According to Mr. Issa, “Israel won’t rest unless it reoccupies Sinai” because “there are strategic, economic and religious reasons for doing so, including Israeli tourism to Sinai, which has objectives related to the Torah”. More controversially, he added that “there are attempts to encourage Israeli women to engage in sexual relationships with Sinai Bedouins to have children who would act as a motivation for them to stay in Sinai”. Such children, he said, would have Israeli citizenship through their mothers.
His comments came during a discussion at the Centre for Future Studies – an affiliate of the Egyptian Cabinet, Information and Decision Support Centre (IDSC) attended by a number of experts, ambassadors and scholars to discuss the Jewish state in Israel and repercussions for the future. Mr. Issa asserted, “The thing which troubles Israel the most and makes it feels threatened are Arab attempts to strip it of legitimacy; this has been referred to frequently by Israeli experts and generals.”

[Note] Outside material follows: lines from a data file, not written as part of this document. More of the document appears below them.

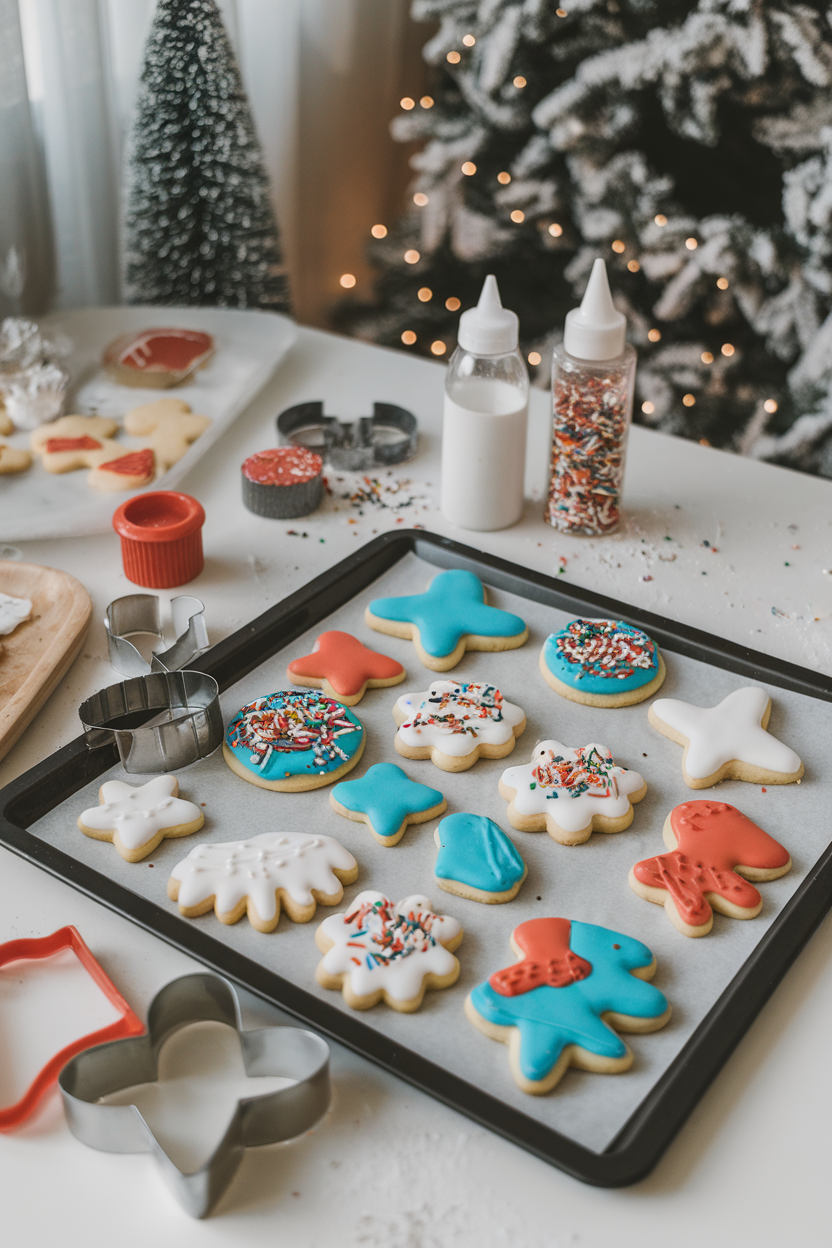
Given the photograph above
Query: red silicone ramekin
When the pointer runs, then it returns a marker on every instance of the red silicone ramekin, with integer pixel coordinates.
(161, 538)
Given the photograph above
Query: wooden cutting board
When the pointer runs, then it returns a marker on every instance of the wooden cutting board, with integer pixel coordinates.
(36, 655)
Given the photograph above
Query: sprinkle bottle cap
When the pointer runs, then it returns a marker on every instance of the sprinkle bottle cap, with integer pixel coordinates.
(596, 328)
(489, 328)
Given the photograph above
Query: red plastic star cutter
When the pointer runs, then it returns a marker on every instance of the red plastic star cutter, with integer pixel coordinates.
(127, 1025)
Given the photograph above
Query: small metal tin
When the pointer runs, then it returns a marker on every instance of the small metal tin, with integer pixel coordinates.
(161, 721)
(389, 436)
(261, 1120)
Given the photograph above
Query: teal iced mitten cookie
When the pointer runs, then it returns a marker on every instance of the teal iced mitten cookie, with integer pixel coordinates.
(477, 860)
(387, 800)
(556, 1007)
(450, 618)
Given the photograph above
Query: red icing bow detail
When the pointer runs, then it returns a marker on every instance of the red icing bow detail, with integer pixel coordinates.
(712, 841)
(546, 959)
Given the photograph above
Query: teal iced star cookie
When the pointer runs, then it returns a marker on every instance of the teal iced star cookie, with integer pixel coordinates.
(449, 618)
(387, 800)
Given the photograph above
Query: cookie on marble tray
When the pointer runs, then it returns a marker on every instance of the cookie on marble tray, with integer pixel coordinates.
(262, 875)
(387, 800)
(570, 793)
(574, 987)
(388, 951)
(291, 741)
(454, 723)
(139, 818)
(477, 860)
(727, 741)
(601, 663)
(453, 615)
(715, 850)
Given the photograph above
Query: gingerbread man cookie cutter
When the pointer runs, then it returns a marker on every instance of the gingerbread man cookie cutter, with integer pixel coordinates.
(258, 1120)
(389, 436)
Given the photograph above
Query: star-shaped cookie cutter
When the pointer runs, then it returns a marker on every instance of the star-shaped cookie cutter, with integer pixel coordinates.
(260, 1120)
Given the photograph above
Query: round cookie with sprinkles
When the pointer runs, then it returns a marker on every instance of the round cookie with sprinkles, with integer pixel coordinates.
(601, 663)
(291, 741)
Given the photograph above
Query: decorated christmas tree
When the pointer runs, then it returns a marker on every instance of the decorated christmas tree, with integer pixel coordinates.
(689, 142)
(200, 227)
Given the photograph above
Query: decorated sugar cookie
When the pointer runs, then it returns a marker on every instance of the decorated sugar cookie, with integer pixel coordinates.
(477, 860)
(571, 793)
(715, 850)
(727, 741)
(454, 723)
(137, 819)
(387, 800)
(450, 618)
(291, 870)
(601, 663)
(344, 668)
(556, 1007)
(391, 951)
(292, 741)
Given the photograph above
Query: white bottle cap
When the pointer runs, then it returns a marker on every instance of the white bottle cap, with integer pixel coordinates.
(489, 328)
(596, 328)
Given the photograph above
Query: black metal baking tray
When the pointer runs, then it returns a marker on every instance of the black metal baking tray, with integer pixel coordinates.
(639, 1145)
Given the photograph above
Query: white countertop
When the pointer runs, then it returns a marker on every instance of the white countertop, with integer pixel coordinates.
(389, 1166)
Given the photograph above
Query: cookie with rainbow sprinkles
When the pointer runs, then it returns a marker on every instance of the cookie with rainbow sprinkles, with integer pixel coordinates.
(601, 663)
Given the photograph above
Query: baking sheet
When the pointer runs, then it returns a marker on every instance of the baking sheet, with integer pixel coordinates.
(586, 882)
(248, 347)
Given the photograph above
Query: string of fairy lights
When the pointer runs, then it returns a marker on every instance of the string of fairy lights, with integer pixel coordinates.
(438, 347)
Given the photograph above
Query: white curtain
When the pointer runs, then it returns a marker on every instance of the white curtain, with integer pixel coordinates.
(323, 81)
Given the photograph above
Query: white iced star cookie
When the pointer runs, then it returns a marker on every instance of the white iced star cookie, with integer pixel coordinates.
(384, 950)
(454, 723)
(571, 793)
(137, 819)
(727, 741)
(257, 876)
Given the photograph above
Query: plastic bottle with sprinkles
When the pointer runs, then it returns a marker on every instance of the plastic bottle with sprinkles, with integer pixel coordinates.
(593, 380)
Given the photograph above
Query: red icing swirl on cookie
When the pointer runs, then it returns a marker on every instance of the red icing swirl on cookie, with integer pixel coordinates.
(546, 959)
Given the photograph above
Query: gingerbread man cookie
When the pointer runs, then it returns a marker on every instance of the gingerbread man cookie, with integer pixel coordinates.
(558, 1006)
(169, 432)
(715, 850)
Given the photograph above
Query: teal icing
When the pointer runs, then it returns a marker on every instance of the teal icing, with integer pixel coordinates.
(387, 796)
(549, 1018)
(450, 608)
(473, 850)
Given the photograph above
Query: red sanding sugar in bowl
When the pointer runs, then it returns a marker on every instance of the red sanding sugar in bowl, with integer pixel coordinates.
(283, 482)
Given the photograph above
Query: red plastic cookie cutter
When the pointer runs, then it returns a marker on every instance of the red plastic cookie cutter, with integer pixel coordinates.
(127, 1025)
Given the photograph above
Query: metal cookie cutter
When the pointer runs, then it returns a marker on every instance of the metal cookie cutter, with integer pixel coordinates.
(387, 437)
(260, 1120)
(140, 613)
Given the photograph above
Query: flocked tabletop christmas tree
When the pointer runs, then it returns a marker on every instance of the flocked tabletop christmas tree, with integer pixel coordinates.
(689, 142)
(200, 227)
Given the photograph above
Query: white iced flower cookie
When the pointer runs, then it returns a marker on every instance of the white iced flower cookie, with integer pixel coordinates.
(137, 819)
(571, 793)
(727, 741)
(388, 950)
(257, 876)
(454, 723)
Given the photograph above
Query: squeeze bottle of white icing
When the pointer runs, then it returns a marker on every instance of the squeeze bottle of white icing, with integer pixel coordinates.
(484, 426)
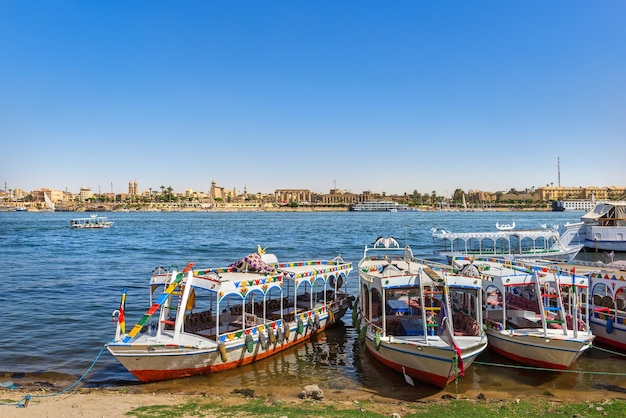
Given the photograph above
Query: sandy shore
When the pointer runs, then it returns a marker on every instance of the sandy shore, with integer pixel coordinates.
(116, 402)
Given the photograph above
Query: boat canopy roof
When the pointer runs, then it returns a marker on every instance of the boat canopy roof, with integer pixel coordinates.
(506, 234)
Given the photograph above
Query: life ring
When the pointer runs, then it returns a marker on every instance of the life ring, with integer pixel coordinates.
(249, 343)
(262, 341)
(331, 316)
(222, 349)
(339, 282)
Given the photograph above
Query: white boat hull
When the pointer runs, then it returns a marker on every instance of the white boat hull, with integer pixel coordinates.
(151, 362)
(608, 331)
(434, 364)
(532, 347)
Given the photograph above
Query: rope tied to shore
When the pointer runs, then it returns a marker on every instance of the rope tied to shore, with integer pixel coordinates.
(23, 403)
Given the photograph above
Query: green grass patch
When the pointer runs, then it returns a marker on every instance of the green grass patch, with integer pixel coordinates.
(452, 408)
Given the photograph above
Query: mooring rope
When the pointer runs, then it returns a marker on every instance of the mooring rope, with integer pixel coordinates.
(615, 353)
(23, 403)
(519, 366)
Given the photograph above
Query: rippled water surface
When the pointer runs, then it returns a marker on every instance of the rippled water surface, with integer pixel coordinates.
(61, 285)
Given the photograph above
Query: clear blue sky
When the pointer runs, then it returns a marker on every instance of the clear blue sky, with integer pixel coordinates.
(387, 96)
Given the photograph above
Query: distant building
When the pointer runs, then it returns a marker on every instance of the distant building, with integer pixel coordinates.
(550, 193)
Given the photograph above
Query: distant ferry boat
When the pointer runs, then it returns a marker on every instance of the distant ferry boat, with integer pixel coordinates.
(93, 222)
(380, 206)
(573, 205)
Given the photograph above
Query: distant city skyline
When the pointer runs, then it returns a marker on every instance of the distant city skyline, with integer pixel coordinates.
(426, 96)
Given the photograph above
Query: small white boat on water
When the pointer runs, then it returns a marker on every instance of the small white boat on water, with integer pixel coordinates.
(414, 317)
(215, 319)
(93, 222)
(604, 227)
(608, 307)
(508, 243)
(533, 315)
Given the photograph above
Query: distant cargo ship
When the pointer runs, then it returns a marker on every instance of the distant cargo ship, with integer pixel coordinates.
(573, 205)
(380, 206)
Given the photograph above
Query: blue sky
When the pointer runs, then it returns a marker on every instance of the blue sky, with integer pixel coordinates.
(386, 96)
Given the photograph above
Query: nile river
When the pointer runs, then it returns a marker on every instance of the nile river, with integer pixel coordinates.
(60, 287)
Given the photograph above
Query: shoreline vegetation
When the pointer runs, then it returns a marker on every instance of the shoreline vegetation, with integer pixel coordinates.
(137, 401)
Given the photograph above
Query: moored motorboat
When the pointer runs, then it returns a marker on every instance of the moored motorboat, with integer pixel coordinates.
(416, 318)
(92, 222)
(533, 315)
(215, 319)
(608, 307)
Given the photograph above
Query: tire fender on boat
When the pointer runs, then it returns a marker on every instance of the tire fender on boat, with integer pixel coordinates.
(222, 349)
(263, 340)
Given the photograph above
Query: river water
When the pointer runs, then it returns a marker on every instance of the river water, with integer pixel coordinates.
(60, 287)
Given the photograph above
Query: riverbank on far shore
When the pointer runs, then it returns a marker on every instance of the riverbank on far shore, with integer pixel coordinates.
(273, 209)
(119, 402)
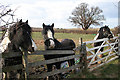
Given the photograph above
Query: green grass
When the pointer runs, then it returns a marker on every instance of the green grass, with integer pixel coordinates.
(109, 70)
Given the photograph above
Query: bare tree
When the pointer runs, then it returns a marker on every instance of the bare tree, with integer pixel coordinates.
(84, 17)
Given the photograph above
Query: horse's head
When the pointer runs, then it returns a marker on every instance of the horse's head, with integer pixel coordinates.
(105, 32)
(48, 34)
(20, 36)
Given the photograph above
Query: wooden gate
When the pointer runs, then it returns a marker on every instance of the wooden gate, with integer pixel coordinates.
(109, 53)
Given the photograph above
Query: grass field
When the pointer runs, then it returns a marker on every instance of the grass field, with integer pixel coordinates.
(107, 71)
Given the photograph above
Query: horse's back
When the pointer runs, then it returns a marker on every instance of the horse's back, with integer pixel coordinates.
(68, 44)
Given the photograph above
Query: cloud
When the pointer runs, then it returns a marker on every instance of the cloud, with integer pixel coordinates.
(58, 11)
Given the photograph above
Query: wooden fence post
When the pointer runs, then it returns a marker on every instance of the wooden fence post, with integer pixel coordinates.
(25, 64)
(83, 57)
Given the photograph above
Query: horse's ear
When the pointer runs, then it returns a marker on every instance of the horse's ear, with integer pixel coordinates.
(43, 25)
(26, 22)
(52, 24)
(20, 21)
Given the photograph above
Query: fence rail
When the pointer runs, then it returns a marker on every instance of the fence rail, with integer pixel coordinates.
(85, 53)
(110, 48)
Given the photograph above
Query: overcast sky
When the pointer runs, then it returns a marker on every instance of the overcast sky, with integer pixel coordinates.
(58, 11)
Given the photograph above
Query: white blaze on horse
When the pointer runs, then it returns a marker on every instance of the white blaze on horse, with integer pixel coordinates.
(51, 43)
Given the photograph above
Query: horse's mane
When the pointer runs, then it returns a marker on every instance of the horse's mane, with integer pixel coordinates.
(18, 25)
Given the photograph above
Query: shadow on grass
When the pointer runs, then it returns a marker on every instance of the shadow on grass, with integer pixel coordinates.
(107, 71)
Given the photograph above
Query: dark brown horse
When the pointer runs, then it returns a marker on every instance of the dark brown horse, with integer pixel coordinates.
(17, 39)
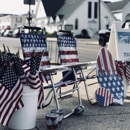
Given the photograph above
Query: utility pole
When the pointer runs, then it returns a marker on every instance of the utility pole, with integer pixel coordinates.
(99, 15)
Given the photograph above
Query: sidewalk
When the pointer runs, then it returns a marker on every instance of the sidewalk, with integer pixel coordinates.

Issa worked on the demarcation of borders between Egypt and Israel and stayed five years on the border for this purpose. In his contribution to the latest discussion he claimed that in the wake of the Camp David agreement and Israel’s withdrawal from Sinai, the late Yitzhak Rabin, who was by then seen as a “dove of peace”, remarked, “Israel would have been in a better position if Sinai was in its hand without a peace agreement”.
The former Egyptian official attributed the Israeli desire to reoccupy Sinai to “strategic and religious motives”. The Israelis believe that Sinai contains Jewish religious monuments, he said, and it’s where Prophet Moses first came to prominence. “Moreover, it has many economic benefits; Sinai sand, for example, is the best for the glass industry.”